DAWANIE USZCZĘŚLIWIA – CO DAJEMY ?
Najcenniejsze co możemy dać drugiemu człowiekowi to nasza energia, czyli czas, uwaga, troska, czułość. Jednym z największych prezentów jest więc rodzicielstwo. Kolejnym wielkim prezentem, dawanym na innych zasadach, jest bycie z kimś. Bycie w związku miłosnym do chyba dawanie siebie najpełniej, najbardziej autentycznie i na równych zasadach. Może dzieciom dajemy więcej w sensie ilościowym, ale są takie aspekty nas, których im nie możemy dać, np. nie opowiemy im o naszych najgłębszych lękach i najbardziej wrażliwych częściach nas samych… To przy partnerze jesteśmy najbardziej sobą – nadzy, bez ról i masek. I jeśli dobrze nam się układa, to on z nami zostaje, a dzieci musimy oddać światu… Bez partnera nie byłoby dzieci, dlatego w ustawieniach Hellingera związek małżeński ma w pewnym sensie pierwszeństwo w stosunku do rodzicielstwa. I dzieci są szczęśliwe, gdy tak jest…
Kolejnym naszym wielkim darem dla świata są nasze talenty i właściwości… W pracy spędzamy średnio 8 godzin dziennie przez wiele lat. Dzięki temu, że pełnimy jakąś funkcję w społeczeństwie, świat trwa. Gdyby nikt nie robił nic, wielu rzeczy nie moglibyśmy doświadczyć i przeżyć. Tak dużo czasu musielibyśmy poświęcać na ogrzanie się i zdobycie pożywienia, że na nic innego nie byłoby przestrzeni… Jak zauważył Abraham Maslow, żebyśmy mogli się rozwijać nasze potrzeby podstawowe muszą być zaspokojone. Nie wiem jak to się ma do joginów medytujących w jaskiniach, jednak dla większości z nas będzie to prawdą. Dlatego to ważne, że pracujemy… To ważne też, żeby odważyć się robić zawodowo to, co sprawia nam największą radość, to w czym widzimy sens, to co najlepiej wykorzystuje nasze właściwości. Jeśli coś takiego odkryliśmy. Jeśli nie to każda praca spójna z nami i wykonywana w odpowiednich warunkach, może dać nam spełnienie. To nasz unikalny wkład w funkcjonowanie świata.

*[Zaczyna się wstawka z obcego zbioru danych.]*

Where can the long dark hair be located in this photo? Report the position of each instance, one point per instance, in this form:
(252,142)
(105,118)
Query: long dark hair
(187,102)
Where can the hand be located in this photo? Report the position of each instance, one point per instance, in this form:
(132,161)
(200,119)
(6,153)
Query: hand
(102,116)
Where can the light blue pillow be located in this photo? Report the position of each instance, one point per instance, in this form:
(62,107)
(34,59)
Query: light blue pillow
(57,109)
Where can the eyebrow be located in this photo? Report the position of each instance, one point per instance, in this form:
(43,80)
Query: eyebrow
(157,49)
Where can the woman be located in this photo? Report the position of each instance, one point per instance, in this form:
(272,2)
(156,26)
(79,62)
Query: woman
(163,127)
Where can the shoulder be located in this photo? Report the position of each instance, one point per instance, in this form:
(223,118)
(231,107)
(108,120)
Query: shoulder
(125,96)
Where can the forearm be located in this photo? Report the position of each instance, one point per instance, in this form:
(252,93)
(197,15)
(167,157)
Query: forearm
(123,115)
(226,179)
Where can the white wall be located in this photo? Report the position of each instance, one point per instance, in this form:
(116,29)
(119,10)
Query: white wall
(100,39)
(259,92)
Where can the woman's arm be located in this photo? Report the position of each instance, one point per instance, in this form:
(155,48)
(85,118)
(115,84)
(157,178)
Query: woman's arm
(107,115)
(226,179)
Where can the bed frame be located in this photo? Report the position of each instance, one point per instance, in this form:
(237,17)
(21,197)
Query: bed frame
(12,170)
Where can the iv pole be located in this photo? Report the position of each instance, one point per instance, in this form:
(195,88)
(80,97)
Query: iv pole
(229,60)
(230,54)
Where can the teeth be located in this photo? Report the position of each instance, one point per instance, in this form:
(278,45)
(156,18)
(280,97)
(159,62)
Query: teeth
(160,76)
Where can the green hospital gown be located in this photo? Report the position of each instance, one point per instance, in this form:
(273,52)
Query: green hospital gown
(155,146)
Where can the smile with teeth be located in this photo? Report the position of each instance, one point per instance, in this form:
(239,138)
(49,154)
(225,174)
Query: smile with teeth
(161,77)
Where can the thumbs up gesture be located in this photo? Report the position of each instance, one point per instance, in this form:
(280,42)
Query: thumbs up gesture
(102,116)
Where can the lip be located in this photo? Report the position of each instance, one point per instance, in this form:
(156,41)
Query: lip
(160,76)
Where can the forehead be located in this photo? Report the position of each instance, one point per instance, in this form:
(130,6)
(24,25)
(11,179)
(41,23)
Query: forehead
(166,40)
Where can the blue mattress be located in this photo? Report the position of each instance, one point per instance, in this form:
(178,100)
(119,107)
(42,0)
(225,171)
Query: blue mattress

Naszym największym jednak prezentem dla świata jest nasz rozwój. Stając się lepszym człowiekiem, wnosimy do świata nowe dobro. Pokazujemy innym, że szlachetne zachowania są możliwe, budzimy w nich wiarę w drugiego człowieka i potrzebę otwierania własnego serca na więcej miłości. Dobro się rozprzestrzenia. Np. jeden uśmiech do ekspedientki może sprawić, że ona uśmiechnie się do dziesięciu innych osób, a te osoby dzięki temu przyjdą do swoich domów w lepszych nastrojach… Rozwój ma jednak jeden skutek uboczny, o którym wspomina Hellinger: „Im wyżej się wspinamy, tym bardziej stajemy się samotni.” Jesteśmy bardziej szczęśliwi, ponieważ czujemy silniejsze połączenie z innymi i większy przepływ miłości, ale możemy poczuć się samotni, ponieważ coraz trudniej będzie nam znaleźć osoby, które postrzegają świat i relacje tak jak my…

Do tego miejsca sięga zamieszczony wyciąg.